Maritime Activity Reports, Inc.

May 13, 2024

Salvors prepare charges for upcoming precision cuts to remove section 4 from the port side of the bow of the containership Dali on May 7, 2024 (Photo: Christopher Rosario / USACE)

Salvors prepare charges for upcoming precision cuts to remove section 4 from the port side of the bow of the containership Dali on May 7, 2024 (Photo: Christopher Rosario / USACE)

U.S. crews in Baltimore plan to set off controlled explosions on Monday to allow them to remove a portion of the collapsed Francis Scott Key Bridge from the bow of the massive container ship that toppled the span in March.

The detonations will break the bridge's truss into small sections, enabling salvage crews to use cranes and barges to haul away the twisted metal wreckage, the U.S. Army Corps of Engineers said.

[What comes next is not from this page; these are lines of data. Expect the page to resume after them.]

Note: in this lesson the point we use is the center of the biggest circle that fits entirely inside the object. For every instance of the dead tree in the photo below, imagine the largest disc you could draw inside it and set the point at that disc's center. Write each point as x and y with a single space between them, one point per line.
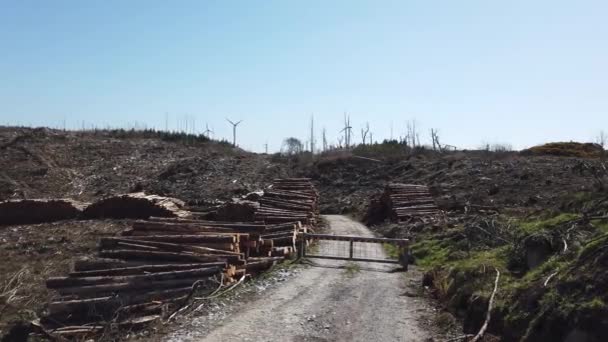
347 131
412 133
312 135
364 133
435 137
207 132
234 131
602 139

The work had been planned for Sunday but it was delayed because of weather conditions.

Afterwards, crews will refloat the 948-foot Dali ship, remove it from the main channel and fully reopen the port, the Corps said.

In the early morning of March 26, the Dali lost power and crashed into a bridge support, sending the span into the Patapsco River, with a major portion draped over the Dali's bow. Six construction workers were killed.

The incident initially halted traffic at the Port of Baltimore, which ranks first in the United States in several cargo categories, including autos and light trucks, farm and construction machinery, imported sugar and imported gypsum, according to the state of Maryland.

Since the crash, four temporary channels have been opened, allowing for some shipping to resume. The Corps said it aims to restore port access to full capacity by the end of May.

Maryland estimates it will cost $1.7 billion to $1.9 billion to rebuild the bridge and anticipates completion by fall 2028.

In April, the FBI opened a criminal probe into the collapse. Safety investigators recovered the ship's "black box" recorder, which provides data on its position, speed, heading, radar, and bridge audio and radio communications, as well as alarms.